Strategies to create lasting change

Creative interventions using the tools of psychology and economics to bring durable behavioural changes

Wharton professor Katy Milkman is a behavioural scientist who has spent most of her career studying strategies that help people create lasting, effective change. In her new book, How to change: The science of getting from where you are to where you want to be, she shares her findings.

Here are some of the techniques:

Implementation intention

It’s difficult to be inconsistent with a concrete commitment, rather than a vague intention. Instead of saying, “I intend to exercise,” you say, “I intend to exercise at 5 o’clock on weekdays.” This helps kick off the forgetfulness or laziness, which are huge obstacles to long-term change.
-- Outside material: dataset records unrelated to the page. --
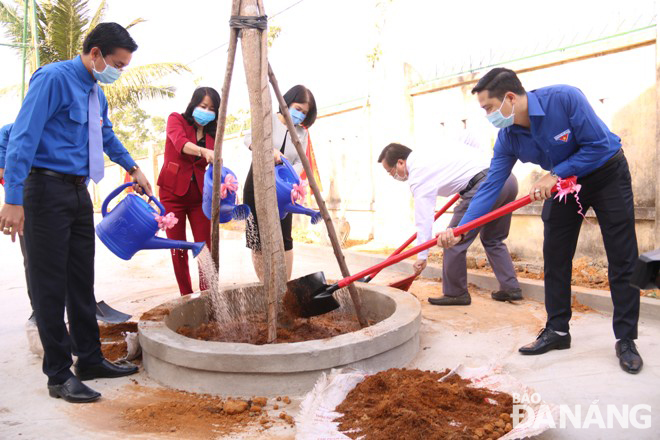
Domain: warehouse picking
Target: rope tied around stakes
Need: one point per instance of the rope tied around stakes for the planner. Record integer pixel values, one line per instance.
(248, 22)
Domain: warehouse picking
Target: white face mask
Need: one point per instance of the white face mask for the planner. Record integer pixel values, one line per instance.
(399, 178)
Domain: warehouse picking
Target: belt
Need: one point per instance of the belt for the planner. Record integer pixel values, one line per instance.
(612, 160)
(476, 179)
(70, 178)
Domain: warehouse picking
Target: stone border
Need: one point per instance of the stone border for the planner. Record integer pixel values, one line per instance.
(277, 369)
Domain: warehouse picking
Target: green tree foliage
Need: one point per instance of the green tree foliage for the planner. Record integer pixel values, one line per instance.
(136, 130)
(61, 28)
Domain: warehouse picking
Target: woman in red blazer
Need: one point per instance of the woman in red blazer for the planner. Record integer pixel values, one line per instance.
(188, 150)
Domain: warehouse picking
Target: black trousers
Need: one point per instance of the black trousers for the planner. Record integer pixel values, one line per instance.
(59, 237)
(608, 191)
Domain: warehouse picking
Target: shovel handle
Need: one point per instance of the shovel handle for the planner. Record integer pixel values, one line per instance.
(499, 212)
(414, 236)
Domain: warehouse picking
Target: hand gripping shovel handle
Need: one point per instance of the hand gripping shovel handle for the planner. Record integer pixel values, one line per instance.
(499, 212)
(414, 236)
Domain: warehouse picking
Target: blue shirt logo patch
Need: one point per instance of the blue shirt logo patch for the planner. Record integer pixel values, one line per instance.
(563, 136)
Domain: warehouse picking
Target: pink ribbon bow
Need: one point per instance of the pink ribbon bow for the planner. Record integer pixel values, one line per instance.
(166, 221)
(568, 186)
(298, 192)
(231, 185)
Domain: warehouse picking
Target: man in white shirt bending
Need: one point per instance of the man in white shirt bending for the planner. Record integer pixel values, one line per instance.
(458, 169)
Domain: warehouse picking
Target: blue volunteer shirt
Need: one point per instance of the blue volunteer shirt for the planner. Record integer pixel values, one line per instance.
(4, 140)
(565, 136)
(51, 128)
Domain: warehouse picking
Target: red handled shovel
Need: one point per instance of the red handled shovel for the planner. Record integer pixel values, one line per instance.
(406, 282)
(314, 297)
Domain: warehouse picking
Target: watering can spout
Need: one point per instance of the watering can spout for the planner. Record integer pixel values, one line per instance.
(163, 243)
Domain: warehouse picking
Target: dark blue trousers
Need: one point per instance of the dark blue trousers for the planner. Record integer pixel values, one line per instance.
(59, 237)
(608, 191)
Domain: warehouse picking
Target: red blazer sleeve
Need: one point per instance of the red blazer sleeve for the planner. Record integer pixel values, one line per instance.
(176, 131)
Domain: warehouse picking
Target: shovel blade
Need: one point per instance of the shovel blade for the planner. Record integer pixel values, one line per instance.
(405, 283)
(106, 313)
(300, 301)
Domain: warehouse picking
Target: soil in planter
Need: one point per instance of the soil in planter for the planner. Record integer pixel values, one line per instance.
(254, 329)
(412, 404)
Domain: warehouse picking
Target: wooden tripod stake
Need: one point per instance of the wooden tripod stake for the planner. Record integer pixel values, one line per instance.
(258, 71)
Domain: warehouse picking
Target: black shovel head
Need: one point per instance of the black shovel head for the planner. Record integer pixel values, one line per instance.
(106, 313)
(300, 300)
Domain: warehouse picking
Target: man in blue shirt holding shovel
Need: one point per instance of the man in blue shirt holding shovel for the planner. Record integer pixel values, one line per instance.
(556, 128)
(56, 145)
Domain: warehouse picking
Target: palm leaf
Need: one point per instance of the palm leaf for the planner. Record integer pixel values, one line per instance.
(69, 18)
(96, 19)
(121, 97)
(134, 22)
(141, 83)
(12, 23)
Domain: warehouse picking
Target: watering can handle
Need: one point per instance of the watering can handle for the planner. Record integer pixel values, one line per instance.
(287, 164)
(118, 190)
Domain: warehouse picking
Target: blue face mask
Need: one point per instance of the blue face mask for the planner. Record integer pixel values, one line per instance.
(297, 116)
(109, 75)
(498, 120)
(203, 117)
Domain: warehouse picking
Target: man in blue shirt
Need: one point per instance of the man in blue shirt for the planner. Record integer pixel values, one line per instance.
(556, 128)
(56, 145)
(5, 131)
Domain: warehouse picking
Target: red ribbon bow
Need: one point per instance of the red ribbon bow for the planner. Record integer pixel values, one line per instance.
(231, 185)
(298, 192)
(568, 186)
(166, 221)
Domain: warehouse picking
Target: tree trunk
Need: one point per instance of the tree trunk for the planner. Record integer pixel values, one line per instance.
(272, 248)
(219, 137)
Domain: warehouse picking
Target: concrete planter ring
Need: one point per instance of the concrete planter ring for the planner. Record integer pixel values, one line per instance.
(244, 370)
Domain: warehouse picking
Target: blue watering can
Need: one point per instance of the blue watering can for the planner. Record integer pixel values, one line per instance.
(229, 210)
(131, 226)
(285, 178)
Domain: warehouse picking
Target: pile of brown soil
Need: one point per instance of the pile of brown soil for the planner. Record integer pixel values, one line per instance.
(412, 404)
(254, 330)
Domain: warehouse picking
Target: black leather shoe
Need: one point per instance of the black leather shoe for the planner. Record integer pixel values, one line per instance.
(507, 295)
(461, 300)
(106, 369)
(629, 358)
(74, 391)
(546, 340)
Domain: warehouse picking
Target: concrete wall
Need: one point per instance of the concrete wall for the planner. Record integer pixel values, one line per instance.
(618, 77)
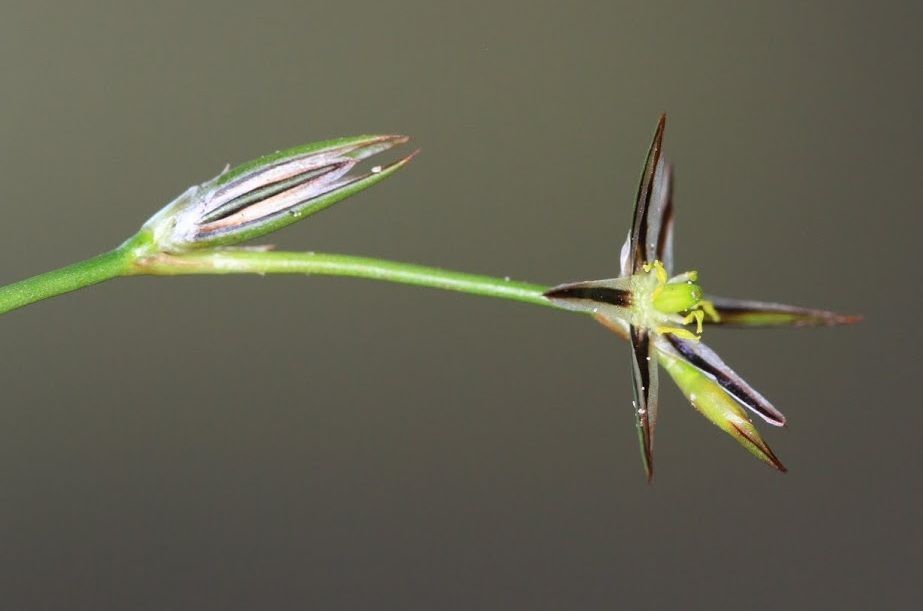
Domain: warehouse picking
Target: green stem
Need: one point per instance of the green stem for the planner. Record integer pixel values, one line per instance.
(66, 279)
(239, 261)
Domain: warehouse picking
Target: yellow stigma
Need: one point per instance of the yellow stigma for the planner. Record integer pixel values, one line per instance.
(678, 301)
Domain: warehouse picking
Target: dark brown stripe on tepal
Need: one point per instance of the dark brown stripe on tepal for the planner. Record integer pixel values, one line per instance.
(666, 223)
(226, 209)
(601, 294)
(704, 359)
(639, 224)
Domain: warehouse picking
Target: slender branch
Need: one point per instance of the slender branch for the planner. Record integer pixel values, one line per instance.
(241, 261)
(66, 279)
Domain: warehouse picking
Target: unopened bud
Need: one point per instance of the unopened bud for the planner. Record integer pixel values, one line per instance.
(269, 193)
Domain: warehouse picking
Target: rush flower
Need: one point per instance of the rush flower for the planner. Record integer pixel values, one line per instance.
(662, 316)
(269, 193)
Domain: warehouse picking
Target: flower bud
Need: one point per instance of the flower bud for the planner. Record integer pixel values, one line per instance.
(672, 298)
(269, 193)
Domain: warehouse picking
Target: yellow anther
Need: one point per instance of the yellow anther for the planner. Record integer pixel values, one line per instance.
(698, 316)
(679, 332)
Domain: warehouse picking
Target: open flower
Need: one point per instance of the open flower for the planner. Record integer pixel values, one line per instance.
(662, 316)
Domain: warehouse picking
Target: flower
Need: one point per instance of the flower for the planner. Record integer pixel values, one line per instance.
(662, 316)
(266, 194)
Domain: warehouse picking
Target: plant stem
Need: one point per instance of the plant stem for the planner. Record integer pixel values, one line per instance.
(66, 279)
(240, 261)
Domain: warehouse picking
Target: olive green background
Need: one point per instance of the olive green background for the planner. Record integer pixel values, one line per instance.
(313, 443)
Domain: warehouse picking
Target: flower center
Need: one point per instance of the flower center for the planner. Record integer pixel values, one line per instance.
(666, 305)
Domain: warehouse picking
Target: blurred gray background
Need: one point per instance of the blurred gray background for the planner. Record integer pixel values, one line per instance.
(314, 443)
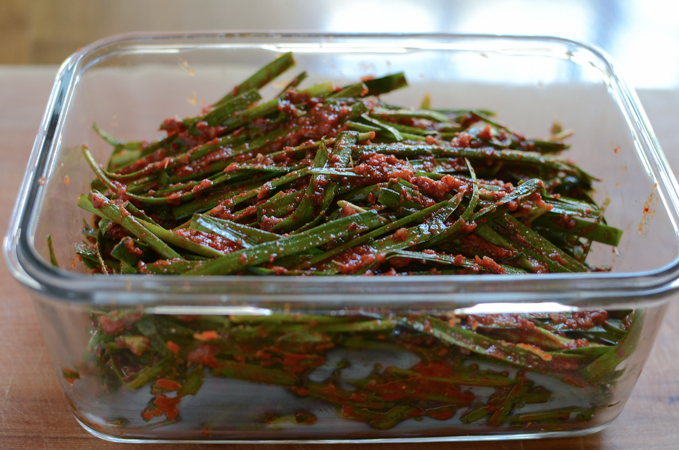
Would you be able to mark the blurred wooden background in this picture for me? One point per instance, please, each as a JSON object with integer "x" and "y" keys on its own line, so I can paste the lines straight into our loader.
{"x": 642, "y": 36}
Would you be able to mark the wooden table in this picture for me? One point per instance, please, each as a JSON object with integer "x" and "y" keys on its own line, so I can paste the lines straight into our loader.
{"x": 34, "y": 414}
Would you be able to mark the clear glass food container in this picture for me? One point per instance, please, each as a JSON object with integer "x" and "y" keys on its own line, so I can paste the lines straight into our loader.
{"x": 129, "y": 84}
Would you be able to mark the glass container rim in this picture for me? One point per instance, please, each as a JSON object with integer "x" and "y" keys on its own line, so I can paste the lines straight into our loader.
{"x": 28, "y": 267}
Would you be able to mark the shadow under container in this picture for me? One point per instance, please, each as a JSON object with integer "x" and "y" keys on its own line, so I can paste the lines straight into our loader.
{"x": 452, "y": 387}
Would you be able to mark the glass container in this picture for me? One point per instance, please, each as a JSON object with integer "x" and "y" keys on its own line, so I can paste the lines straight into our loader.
{"x": 128, "y": 84}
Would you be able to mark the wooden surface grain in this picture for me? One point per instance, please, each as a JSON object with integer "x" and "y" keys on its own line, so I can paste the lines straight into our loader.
{"x": 33, "y": 411}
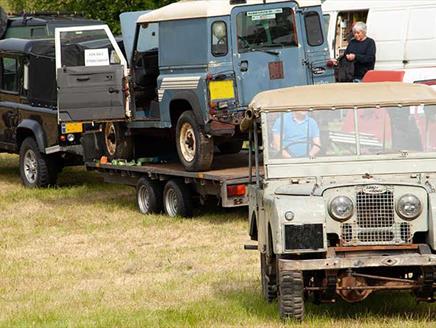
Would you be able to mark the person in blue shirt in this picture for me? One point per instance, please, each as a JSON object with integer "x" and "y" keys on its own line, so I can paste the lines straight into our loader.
{"x": 300, "y": 137}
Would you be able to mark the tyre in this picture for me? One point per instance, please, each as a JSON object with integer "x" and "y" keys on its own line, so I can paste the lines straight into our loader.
{"x": 177, "y": 199}
{"x": 231, "y": 147}
{"x": 149, "y": 196}
{"x": 194, "y": 148}
{"x": 291, "y": 295}
{"x": 36, "y": 170}
{"x": 268, "y": 277}
{"x": 117, "y": 144}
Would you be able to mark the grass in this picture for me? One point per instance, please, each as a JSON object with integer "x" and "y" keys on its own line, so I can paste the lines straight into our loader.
{"x": 81, "y": 255}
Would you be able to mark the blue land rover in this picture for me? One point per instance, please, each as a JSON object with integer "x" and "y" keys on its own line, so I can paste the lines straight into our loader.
{"x": 193, "y": 68}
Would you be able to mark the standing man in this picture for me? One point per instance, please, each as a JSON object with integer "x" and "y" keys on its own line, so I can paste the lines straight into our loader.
{"x": 361, "y": 51}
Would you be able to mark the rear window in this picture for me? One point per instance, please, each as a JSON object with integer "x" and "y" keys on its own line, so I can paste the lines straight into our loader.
{"x": 266, "y": 29}
{"x": 9, "y": 76}
{"x": 312, "y": 23}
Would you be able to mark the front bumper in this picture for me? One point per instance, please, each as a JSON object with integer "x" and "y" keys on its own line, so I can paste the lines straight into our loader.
{"x": 337, "y": 263}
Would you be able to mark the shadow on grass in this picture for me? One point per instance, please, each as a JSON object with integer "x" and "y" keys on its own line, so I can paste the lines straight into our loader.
{"x": 379, "y": 306}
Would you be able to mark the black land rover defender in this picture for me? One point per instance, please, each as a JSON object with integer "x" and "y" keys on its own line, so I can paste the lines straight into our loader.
{"x": 28, "y": 112}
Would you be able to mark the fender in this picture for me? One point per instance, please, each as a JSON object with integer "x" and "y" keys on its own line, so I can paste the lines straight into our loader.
{"x": 37, "y": 131}
{"x": 188, "y": 95}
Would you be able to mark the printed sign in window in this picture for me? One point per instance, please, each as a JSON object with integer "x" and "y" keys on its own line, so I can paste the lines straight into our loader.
{"x": 96, "y": 57}
{"x": 264, "y": 14}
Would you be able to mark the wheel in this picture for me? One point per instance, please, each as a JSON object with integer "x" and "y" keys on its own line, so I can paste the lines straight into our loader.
{"x": 116, "y": 143}
{"x": 231, "y": 147}
{"x": 177, "y": 199}
{"x": 268, "y": 277}
{"x": 149, "y": 196}
{"x": 291, "y": 295}
{"x": 36, "y": 170}
{"x": 194, "y": 148}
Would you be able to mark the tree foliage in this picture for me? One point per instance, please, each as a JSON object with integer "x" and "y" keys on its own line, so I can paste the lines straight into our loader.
{"x": 105, "y": 10}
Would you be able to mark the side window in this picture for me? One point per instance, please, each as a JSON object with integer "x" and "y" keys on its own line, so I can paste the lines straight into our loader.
{"x": 219, "y": 39}
{"x": 313, "y": 29}
{"x": 9, "y": 78}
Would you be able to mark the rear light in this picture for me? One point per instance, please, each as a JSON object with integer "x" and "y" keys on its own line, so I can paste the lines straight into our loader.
{"x": 427, "y": 82}
{"x": 236, "y": 190}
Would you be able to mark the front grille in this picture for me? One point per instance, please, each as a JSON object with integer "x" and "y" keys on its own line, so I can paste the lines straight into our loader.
{"x": 375, "y": 210}
{"x": 374, "y": 223}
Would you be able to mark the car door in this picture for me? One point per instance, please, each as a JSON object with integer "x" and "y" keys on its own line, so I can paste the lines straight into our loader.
{"x": 265, "y": 39}
{"x": 9, "y": 98}
{"x": 315, "y": 47}
{"x": 91, "y": 75}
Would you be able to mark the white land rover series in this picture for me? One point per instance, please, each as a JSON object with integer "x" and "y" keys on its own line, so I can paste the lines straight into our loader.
{"x": 346, "y": 203}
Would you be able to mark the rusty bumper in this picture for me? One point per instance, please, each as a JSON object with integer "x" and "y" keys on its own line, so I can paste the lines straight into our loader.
{"x": 337, "y": 263}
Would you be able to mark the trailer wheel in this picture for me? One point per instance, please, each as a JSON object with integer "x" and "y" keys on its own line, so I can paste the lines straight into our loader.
{"x": 194, "y": 148}
{"x": 231, "y": 147}
{"x": 117, "y": 144}
{"x": 268, "y": 277}
{"x": 149, "y": 196}
{"x": 177, "y": 199}
{"x": 36, "y": 170}
{"x": 291, "y": 295}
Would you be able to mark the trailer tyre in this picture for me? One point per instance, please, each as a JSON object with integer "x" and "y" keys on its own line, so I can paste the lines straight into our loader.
{"x": 194, "y": 148}
{"x": 177, "y": 199}
{"x": 36, "y": 170}
{"x": 291, "y": 295}
{"x": 117, "y": 144}
{"x": 149, "y": 196}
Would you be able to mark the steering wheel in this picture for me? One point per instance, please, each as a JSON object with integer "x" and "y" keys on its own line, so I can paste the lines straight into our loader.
{"x": 242, "y": 42}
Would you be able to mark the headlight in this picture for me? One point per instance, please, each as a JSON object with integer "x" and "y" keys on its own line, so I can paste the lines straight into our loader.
{"x": 341, "y": 208}
{"x": 409, "y": 207}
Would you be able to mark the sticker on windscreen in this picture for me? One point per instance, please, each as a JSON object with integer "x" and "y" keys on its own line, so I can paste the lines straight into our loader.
{"x": 264, "y": 14}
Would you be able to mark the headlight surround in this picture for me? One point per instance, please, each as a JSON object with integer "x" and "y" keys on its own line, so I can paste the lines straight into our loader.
{"x": 341, "y": 208}
{"x": 409, "y": 207}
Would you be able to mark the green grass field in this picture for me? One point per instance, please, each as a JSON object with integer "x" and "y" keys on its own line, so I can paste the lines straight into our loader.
{"x": 81, "y": 255}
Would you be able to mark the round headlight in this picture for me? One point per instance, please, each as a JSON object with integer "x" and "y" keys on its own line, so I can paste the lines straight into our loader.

One is more likely to remember something when it’s linked it to a cue — like time and days. Cues act as a trigger to your memory. Cues recall memories, and you’re more likely to follow through.

Temptation bundling

It is a useful personal tool that can help transform a task that you’d normally find unpleasant or not look forward to or even possibly dread — to a hook or a bait. For instance, only letting yourself listen to your favourite podcast while doing household chores. You need to find a way to make it so that the instantly gratifying choice is aligned with your goals.

Commitment devices

Impulse control is important when you intend to bring daily changes to your life. Commitment devices can be really valuable in dealing with this impulse problem. They’re probably underused, but they’ve proven really effective. There are randomised control trials showing that this kind of commitment device, where you can put money on the line that you’ll give up if you fail to achieve a goal, has been proven to increase people’s success quitting smoking by 30 per cent.